Remember the honey butter chip craze? Potato chips flavored with honey and butter were inarguably the greatest hit in South Korea's confectionary market in 2015. People had lined up in supermarkets in the hope of buying just one pack and some even paid double or triple online just to have the latest snack product delivered home.
The honey butter chips phase, however, soon cooled off, as it made way for newcomers that tasted even more interesting and unconventional.
Despite these fads, there have always been snacks that Koreans return to. Snacks that have been around more than 30 years and are still dominating the market with their solid consumer base. Their taste and even their packaging design remains little changed to keep tradition going.
"They were my snacks from childhood," said Cho Young, a 39-year-old office worker in Seoul referring to her all-time favourite snack Saewookkang.
"And they taste as good as they were more than 30 years ago. I feel comfort while enjoying them. They are my soul food."
Here is a list of snacks that Koreans have craved for decades and are likely to continue to be their favorites in the future:
Launched by Nongshim in 1971
Saewookkang has been one of the best-selling snacks in South Korea since it was launched. Saewoo is the Korean word for shrimp and every 90 grams of the product includes four raw shrimps. It is steamed and fried to offer a crunchy taste.
Salty and crisp, Saewookkang is considered one of the best snacks that match with beer or beverages that are sweet and carbonated. So far, more than 7.7 billion packs have been sold as of last year, according to reports.
Launched by Orion in 1974
Orion's Choco Pie is a vanilla cream sandwich made with marshmallow and coated with chocolate. It is loved not only in Korea but also abroad.

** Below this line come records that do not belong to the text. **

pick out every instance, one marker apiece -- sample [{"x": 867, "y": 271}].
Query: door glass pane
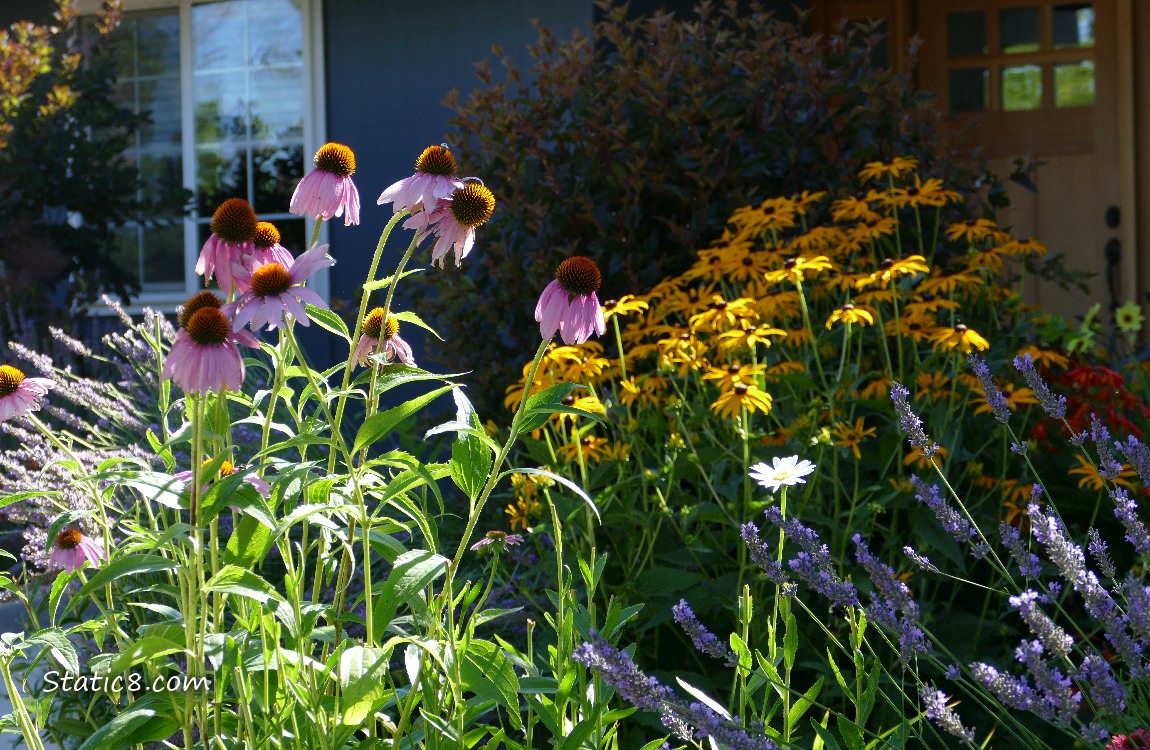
[
  {"x": 1074, "y": 84},
  {"x": 1073, "y": 25},
  {"x": 968, "y": 91},
  {"x": 1021, "y": 87},
  {"x": 1018, "y": 30},
  {"x": 966, "y": 33}
]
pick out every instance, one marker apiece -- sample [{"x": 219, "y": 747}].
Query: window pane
[
  {"x": 163, "y": 262},
  {"x": 1073, "y": 25},
  {"x": 1018, "y": 30},
  {"x": 220, "y": 174},
  {"x": 968, "y": 91},
  {"x": 275, "y": 173},
  {"x": 1074, "y": 84},
  {"x": 1021, "y": 87},
  {"x": 248, "y": 98},
  {"x": 966, "y": 33}
]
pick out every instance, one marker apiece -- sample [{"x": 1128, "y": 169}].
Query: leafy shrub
[{"x": 628, "y": 146}]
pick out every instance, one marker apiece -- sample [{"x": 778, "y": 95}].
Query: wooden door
[{"x": 1047, "y": 82}]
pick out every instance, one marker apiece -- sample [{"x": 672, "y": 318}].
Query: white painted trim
[{"x": 314, "y": 135}]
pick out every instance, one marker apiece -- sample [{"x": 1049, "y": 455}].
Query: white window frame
[{"x": 314, "y": 136}]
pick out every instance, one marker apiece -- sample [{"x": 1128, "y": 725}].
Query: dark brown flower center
[
  {"x": 266, "y": 235},
  {"x": 196, "y": 303},
  {"x": 69, "y": 538},
  {"x": 473, "y": 204},
  {"x": 208, "y": 327},
  {"x": 9, "y": 380},
  {"x": 436, "y": 160},
  {"x": 373, "y": 324},
  {"x": 579, "y": 275},
  {"x": 270, "y": 280},
  {"x": 337, "y": 159},
  {"x": 235, "y": 221}
]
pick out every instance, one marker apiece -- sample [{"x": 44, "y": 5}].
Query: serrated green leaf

Inspired by American moon pies, Choco Pie is exported to 60 countries including China and Russia. The product is marketed under the theme "sharing love," and it is often given as a token of affection and inspiration. It has even appeared as a motif of reconciliation in movies, such as "Joint Security Area" (2000), which depicted confrontation and friendship between the North and South Korean militaries.
Launched by Haitai in 1975
Matdongsan consists of crunchy glazed wheat sticks covered with peanut sprinkles. In 2015, Haitai said it had sold a total of 2.8 billion packs since 1975, meaning that every Korean may have eaten 55 packs. Dubbed a rival to Nongshim's Saewookkang, Matdongsan is in an exclusive category -- it is sweet and crunchy at the same time.
Believe it or not, Haitai says its secret recipe is playing Korean traditional music while fermenting its stick dough for 20 hours. The process makes the stick crunchy outside and soft inside, according to local news reports that quoted Haitai officials.
Launched by Orion in 1976
Ojingeo Ttangkong is a round snack that combines crispy peanuts and squid. Ojingeo and ttangkong refer to squid and peanuts, respectively. Also picked as a good snack to have with beer, Ojingeo Ttangkong has gained even more popularity in recent years, along with the growing number of Koreans who enjoy a drink alone at home. The recipe is a bit more complicated than it looks, as it is made by first applying 27 layers of batter to peanuts and then baking the mixture. The batter is also mixed in a strict order, with the squid being put at the very last minute to maximise the combination of flavors and crunchiness of the snack.